The symmetrization map and \(\Gamma\)-contractions

Abstract

The symmetrization map \(\pi :{\mathbb{C}}^2\rightarrow {\mathbb{C}}^2\) is defined by \(\pi (z_1,z_2)=(z_1+z_2,z_1z_2).\) The closed symmetrized bidisc \(\Gamma\) is the symmetrization of the closed unit bidisc \(\overline{{\mathbb{D}}^2}\), that is,

$$\begin{aligned} \Gamma = \pi (\overline{{\mathbb{D}}^2})=\{ (z_1+z_2,z_1z_2)\,:\, |z_i|\le 1, i=1,2 \}. \end{aligned}$$

A pair of commuting Hilbert space operators (S, P) for which \(\Gamma\) is a spectral set is called a \(\Gamma\)-contraction. Unlike the scalars in \(\Gamma\), a \(\Gamma\)-contraction may not arise as a symmetrization of a pair of commuting contractions, even not as a symmetrization of a pair of commuting bounded operators. We characterize all \(\Gamma\)-contractions which are symmetrization of pairs of commuting contractions.
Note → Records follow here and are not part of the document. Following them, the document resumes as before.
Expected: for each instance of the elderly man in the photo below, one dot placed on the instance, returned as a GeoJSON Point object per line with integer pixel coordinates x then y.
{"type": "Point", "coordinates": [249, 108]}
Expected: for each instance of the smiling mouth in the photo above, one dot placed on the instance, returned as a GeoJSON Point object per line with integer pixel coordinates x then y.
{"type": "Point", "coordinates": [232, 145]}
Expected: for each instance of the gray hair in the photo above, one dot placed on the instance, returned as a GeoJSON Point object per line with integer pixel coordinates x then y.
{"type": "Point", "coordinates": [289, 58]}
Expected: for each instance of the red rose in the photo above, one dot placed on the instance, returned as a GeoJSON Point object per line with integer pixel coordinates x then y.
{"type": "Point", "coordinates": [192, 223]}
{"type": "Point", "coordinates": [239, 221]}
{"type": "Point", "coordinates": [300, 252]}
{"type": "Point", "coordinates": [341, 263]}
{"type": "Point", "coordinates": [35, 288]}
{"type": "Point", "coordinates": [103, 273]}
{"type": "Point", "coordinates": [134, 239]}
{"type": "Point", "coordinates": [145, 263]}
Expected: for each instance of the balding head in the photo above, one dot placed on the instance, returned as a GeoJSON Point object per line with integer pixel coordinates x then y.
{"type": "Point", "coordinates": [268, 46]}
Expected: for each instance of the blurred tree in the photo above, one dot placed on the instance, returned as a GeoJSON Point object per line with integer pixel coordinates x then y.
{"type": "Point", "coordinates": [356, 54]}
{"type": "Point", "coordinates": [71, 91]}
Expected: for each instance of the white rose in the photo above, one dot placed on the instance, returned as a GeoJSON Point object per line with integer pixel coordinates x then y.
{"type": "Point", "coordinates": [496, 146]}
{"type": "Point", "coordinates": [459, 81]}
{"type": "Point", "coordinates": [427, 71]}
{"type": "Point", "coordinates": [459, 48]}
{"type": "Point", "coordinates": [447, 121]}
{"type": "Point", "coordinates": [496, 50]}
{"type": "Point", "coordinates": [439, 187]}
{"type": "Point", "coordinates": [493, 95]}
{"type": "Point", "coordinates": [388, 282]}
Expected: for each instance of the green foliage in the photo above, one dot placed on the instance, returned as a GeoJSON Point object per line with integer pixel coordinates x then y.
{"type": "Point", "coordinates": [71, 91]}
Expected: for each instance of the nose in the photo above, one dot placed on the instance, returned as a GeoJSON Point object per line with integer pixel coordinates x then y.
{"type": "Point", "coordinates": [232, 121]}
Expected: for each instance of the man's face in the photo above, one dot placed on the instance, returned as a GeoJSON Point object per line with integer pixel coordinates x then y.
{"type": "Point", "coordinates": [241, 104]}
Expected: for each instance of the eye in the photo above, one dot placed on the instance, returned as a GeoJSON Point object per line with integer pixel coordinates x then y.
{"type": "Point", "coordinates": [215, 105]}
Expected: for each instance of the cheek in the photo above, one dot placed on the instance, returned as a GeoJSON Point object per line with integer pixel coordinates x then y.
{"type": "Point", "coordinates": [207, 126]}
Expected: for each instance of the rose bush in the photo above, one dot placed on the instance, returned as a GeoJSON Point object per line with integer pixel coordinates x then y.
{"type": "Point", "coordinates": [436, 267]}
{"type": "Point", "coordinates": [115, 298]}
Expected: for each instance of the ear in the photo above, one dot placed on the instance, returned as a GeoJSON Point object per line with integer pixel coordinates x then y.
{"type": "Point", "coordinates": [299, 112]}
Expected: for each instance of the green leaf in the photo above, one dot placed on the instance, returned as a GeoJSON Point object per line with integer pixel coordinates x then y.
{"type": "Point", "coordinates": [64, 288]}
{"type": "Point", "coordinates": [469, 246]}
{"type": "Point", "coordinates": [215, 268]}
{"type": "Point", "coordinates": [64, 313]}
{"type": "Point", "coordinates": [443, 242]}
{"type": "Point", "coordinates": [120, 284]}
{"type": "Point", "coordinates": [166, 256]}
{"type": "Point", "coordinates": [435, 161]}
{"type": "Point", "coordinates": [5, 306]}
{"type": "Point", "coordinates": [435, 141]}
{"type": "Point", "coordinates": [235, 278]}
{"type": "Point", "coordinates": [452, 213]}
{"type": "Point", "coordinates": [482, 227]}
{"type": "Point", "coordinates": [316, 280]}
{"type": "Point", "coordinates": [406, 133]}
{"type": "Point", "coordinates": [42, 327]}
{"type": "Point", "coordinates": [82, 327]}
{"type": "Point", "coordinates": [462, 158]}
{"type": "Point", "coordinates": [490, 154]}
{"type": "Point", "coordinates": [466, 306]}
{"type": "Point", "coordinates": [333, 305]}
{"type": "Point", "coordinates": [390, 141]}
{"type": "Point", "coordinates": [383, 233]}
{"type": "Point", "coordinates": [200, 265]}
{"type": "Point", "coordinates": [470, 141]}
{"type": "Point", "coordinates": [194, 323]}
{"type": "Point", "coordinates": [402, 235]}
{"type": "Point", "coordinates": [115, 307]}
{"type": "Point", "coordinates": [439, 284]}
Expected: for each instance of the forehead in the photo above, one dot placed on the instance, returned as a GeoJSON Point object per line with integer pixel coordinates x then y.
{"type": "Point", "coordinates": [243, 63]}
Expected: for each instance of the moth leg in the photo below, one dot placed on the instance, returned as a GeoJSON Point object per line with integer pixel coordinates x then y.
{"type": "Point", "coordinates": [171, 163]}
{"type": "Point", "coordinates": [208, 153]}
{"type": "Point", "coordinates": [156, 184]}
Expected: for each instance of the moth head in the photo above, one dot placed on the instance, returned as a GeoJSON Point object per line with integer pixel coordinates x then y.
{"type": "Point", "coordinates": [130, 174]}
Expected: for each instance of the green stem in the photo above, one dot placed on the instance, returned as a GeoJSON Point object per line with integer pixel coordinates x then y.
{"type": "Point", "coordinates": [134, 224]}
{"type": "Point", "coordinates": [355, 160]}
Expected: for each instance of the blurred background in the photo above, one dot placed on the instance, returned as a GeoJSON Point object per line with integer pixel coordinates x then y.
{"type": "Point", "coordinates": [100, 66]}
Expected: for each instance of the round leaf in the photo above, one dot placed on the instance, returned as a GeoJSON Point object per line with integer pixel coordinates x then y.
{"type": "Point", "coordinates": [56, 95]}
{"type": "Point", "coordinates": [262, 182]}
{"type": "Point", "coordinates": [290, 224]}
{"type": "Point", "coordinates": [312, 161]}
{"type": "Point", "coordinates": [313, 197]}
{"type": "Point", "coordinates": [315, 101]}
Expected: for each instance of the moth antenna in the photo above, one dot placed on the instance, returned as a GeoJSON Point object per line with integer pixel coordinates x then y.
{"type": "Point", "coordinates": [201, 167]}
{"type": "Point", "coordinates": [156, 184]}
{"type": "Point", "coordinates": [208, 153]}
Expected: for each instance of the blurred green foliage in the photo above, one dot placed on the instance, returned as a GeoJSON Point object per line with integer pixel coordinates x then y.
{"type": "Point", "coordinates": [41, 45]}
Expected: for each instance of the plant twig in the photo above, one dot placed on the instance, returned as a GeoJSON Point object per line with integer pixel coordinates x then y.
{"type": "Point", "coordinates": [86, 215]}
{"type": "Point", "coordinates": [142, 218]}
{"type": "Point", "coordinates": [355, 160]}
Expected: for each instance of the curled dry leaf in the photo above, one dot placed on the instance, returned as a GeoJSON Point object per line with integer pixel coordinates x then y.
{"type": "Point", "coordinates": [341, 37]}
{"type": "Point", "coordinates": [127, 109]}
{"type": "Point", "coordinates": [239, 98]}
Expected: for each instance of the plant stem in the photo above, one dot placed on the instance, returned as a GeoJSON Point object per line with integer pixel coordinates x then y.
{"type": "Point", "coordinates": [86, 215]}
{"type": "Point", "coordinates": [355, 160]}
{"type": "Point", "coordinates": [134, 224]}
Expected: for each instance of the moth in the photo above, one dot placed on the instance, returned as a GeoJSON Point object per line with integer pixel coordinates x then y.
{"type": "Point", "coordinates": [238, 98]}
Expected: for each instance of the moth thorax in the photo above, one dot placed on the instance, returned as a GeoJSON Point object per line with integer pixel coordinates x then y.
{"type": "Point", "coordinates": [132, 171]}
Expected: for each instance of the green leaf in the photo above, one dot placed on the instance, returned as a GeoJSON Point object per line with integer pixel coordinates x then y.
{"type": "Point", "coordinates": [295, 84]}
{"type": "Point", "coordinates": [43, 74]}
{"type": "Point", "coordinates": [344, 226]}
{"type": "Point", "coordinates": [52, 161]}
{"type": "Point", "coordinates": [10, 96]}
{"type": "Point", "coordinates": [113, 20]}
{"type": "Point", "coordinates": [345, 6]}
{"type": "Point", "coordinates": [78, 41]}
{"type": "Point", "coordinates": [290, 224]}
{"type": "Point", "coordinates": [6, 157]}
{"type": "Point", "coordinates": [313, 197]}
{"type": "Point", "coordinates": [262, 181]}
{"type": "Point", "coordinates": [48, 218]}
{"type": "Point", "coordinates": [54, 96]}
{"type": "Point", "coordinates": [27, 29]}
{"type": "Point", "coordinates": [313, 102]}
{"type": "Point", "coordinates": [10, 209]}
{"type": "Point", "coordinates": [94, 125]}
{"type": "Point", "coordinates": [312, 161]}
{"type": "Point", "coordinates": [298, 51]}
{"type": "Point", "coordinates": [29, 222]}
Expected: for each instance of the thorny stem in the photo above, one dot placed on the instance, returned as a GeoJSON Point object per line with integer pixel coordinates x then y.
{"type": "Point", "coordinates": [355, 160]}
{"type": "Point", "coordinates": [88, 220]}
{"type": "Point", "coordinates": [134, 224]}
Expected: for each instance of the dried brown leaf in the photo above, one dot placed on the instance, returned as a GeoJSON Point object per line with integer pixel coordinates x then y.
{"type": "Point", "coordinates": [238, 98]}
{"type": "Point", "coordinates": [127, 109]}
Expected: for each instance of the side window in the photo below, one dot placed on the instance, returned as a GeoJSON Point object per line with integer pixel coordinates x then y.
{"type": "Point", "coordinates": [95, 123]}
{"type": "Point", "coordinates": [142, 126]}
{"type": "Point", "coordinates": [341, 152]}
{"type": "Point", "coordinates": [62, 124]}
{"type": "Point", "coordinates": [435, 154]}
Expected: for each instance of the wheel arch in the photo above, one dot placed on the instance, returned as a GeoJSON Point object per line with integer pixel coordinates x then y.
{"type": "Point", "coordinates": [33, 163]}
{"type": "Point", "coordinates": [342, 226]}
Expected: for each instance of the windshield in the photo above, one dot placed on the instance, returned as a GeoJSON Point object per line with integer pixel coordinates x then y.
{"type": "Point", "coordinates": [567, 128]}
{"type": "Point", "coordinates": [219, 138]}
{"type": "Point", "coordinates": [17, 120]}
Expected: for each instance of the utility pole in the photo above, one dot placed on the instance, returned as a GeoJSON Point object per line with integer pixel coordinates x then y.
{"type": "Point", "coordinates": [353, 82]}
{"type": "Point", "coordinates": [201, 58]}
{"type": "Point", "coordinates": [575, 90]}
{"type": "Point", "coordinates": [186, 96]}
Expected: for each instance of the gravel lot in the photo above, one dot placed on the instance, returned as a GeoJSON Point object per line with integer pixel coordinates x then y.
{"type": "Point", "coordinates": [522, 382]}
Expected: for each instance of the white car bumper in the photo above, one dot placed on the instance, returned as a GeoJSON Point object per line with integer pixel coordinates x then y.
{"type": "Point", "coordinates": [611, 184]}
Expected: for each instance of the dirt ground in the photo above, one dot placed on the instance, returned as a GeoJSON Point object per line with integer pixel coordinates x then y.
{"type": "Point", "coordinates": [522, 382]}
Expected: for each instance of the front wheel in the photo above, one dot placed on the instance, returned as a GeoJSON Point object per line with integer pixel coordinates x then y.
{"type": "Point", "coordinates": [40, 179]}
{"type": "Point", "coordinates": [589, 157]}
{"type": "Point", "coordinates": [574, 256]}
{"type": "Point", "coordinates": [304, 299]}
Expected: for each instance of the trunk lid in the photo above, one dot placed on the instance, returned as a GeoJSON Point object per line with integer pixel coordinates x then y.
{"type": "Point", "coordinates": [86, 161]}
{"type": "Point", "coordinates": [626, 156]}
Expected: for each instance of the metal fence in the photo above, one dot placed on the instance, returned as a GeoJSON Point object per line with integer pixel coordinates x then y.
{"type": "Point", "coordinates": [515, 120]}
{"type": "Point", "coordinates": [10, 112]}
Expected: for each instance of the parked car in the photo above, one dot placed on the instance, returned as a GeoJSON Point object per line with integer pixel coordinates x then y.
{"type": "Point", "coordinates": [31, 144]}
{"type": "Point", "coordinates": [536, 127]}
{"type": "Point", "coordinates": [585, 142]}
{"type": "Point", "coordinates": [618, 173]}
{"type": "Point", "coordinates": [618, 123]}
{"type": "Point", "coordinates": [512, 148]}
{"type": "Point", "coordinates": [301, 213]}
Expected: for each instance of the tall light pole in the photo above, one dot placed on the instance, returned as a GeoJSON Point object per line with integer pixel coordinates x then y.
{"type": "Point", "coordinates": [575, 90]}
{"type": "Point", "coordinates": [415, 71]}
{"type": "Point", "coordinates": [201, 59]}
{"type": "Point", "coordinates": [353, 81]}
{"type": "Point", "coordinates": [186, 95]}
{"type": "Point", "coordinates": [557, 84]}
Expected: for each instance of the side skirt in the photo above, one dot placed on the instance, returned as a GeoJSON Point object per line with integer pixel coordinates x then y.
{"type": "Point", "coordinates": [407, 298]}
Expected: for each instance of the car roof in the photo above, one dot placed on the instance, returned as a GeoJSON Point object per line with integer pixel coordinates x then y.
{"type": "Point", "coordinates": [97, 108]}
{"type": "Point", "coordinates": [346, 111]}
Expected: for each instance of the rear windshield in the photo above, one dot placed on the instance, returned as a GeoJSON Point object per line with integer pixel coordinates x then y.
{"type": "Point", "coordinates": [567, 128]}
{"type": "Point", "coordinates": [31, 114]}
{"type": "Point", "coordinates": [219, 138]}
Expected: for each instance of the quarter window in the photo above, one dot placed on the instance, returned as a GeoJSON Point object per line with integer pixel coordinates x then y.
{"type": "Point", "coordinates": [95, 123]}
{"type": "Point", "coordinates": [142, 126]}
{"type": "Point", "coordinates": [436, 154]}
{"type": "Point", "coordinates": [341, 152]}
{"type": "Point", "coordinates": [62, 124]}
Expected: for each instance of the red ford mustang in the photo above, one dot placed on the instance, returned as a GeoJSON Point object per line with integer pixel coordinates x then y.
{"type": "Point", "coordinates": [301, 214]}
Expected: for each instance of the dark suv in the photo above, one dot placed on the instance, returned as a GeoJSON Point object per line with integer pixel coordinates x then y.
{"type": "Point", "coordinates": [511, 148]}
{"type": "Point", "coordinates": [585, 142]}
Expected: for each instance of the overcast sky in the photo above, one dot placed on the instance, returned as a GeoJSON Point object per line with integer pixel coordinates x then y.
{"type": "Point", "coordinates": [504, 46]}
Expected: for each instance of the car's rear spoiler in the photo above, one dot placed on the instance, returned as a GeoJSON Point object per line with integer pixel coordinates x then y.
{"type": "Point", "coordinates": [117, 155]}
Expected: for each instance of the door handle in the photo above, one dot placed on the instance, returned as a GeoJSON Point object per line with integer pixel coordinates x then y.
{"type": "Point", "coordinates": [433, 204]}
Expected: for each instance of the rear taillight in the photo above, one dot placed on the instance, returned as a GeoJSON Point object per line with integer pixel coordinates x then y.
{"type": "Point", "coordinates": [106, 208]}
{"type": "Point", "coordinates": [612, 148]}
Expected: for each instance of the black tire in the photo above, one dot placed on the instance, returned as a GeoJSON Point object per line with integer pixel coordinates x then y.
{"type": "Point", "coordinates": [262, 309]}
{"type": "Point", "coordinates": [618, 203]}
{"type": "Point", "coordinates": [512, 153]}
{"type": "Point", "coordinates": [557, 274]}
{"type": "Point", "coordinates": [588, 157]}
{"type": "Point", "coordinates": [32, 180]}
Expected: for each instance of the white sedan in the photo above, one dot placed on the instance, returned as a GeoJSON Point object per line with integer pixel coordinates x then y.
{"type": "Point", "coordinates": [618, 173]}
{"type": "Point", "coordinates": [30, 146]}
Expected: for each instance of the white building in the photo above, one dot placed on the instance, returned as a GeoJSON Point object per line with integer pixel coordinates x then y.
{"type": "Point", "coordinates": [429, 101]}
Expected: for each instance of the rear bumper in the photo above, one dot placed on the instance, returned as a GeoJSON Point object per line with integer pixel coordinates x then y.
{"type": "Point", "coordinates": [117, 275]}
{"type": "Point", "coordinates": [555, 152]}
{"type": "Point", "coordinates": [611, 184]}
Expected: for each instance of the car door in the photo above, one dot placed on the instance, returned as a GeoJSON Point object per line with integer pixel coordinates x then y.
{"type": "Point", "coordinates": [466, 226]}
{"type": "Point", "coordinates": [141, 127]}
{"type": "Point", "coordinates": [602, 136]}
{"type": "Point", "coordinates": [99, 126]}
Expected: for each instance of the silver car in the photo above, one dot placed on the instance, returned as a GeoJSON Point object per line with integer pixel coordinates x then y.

We show by constructing a family of examples that even if a \(\Gamma\)-contraction \((S,P)=(T_1+T_2,T_1T_2)\) for a pair of commuting bounded operators \(T_1,T_2\), no real number less than 2 can be a bound for the set \(\{ \Vert T_1\Vert ,\Vert T_2\Vert \}\) in general. Then we prove that every \(\Gamma\)-contraction (S, P) is the restriction of a \(\Gamma\)-contraction \(({{\widetilde{S}}}, {{\widetilde{P}}})\) to a common reducing subspace of \({{\widetilde{S}}}, {{\widetilde{P}}}\) and that \(({{\widetilde{S}}}, {{\widetilde{P}}})=(A_1+A_2,A_1A_2)\) for a pair of commuting operators \(A_1,A_2\) with \(\max \{\Vert A_1\Vert , \Vert A_2\Vert \} \le 2\). We find new characterizations for the \(\Gamma\)-unitaries and describe the distinguished boundary of \(\Gamma\) in a different way. We also show some interplay between the fundamental operators of two \(\Gamma\)-contractions (S, P) and \((S_1,P)\).